Affordable Housing Overlay
Background: Adopted by the City Council in October 2020, the 100% Affordable Housing Overlay (AHO) is designed to facilitate the creation of new, permanently affordable homes by affordable housing developers. It allows for the construction of denser affordable housing than permitted under base zoning and establishes a streamlined review process for quicker project approval. The AHO addresses challenges faced by affordable housing developers, such as competition with market-rate developers and zoning limitations in certain areas. The aim is to reduce development costs, expedite the creation of affordable units, and optimize the use of public funding.
For more detailed information about the purpose of these amendments and the AHO in general, please visit the City’s website.
Article 22/Building Emissions Accounting Amendment
Background: Cambridge proposed this amendment in early 2022. It would require applicants for most Green Building Projects to provide, as part of their compliance with Cambridge’s net zero goals, an accounting for greenhouse gas emissions generated by construction, the expected annual emissions generated by routine building operations, lifetime expected emissions until the year 2050, and total expected emissions. This requirement would not apply to any residential buildings that include affordable units. Since then, Cambridge City Councillors have discussed the third, and most recent, iteration of this amendment in City Council Hearings. KSA is keeping a close watch on Article 22. KSA is committed to sustainability, and is prepared to advocate on our members’ behalf.
Background: BEUDO stands for the Building Energy Use Disclosure Ordinance and it applies to buildings over 25,000 square feet in Cambridge. It requires property owners to keep track of and publicly report their buildings’ annual energy use, as the release of harmful greenhouse gas (GhG) emissions into the environment is a concern. BEUDO is an ordinance that property owners helped to implement in 2014 as a first step in addressing the role of buildings in climate action.
KSA continues to be engaged with the City Council, City staff, and business community stakeholders to ensure that BEUDO is implemented responsibly with an appreciation of the scientific, technical, economic, and practical implications for our members. KSA is committed to combating climate change and advocacy on our members’ behalf.
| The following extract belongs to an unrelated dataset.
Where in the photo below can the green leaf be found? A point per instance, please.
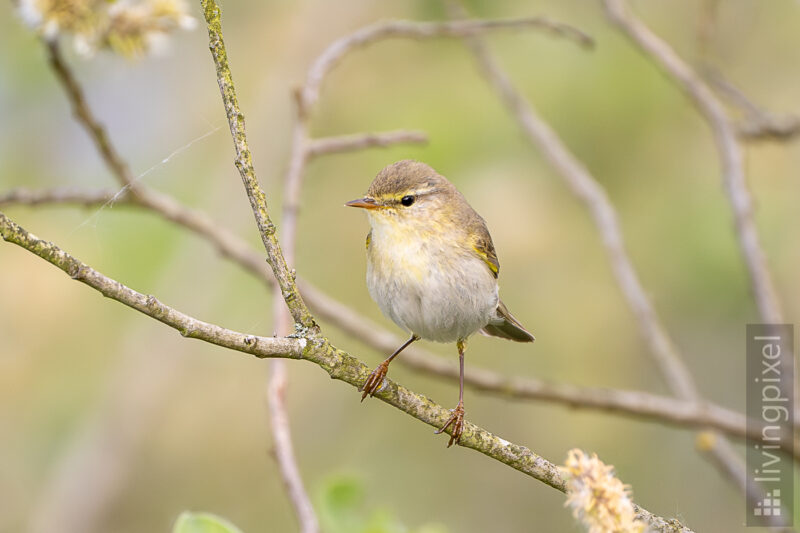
(189, 522)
Background: In 2022, three different processes were initiated seeking implementation of a “lab ban” in certain business and commercial sections of the City, including Central Square, East Cambridge, Harvard Square, Inman Square, and beyond. None of these efforts seeks to ban labs in Kendall Square. While these efforts do not ban labs in Kendall Square, they do seek to ban labs in spaces adjacent to and near Kendall Square.
Single Use Plastics
Background: The Zero Waste Master Plan (ZWMP) by the City of Cambridge is a strategic initiative aimed at reducing waste generation. It targets a 30% reduction by 2020 and an 80% reduction by 2050 from 2008 waste levels. This plan prioritizes maintaining high-quality public services in waste management while maximizing operational efficiency and ensuring the health and safety of employees and the public.
Additionally, the ZWMP evaluates costs associated with waste management and investigates how waste reduction can impact greenhouse gas emission goals. It collaborates with the citywide comprehensive plan, Envision Cambridge, to integrate efforts for a more sustainable waste management strategy, setting a progressive example for urban areas striving towards environmental sustainability.
The City has implemented several progressive measures to increase diversion and reduce waste, such as City ordinances banning polystyrene takeout containers, single-use plastic bags, and mandatory recycling.
Specialized Stretch Energy Code
Background: The City Council adopted the Specialized Stretch Code on Monday, January 23, 2023 at its weekly city council meeting. The Specialized Stretch Energy Code adds to the updated Stretch Energy Code by requiring new buildings that use fossil fuels to be pre-wired for full electrification and to install solar panels where possible. The code will have an effective date of July 1, 2023.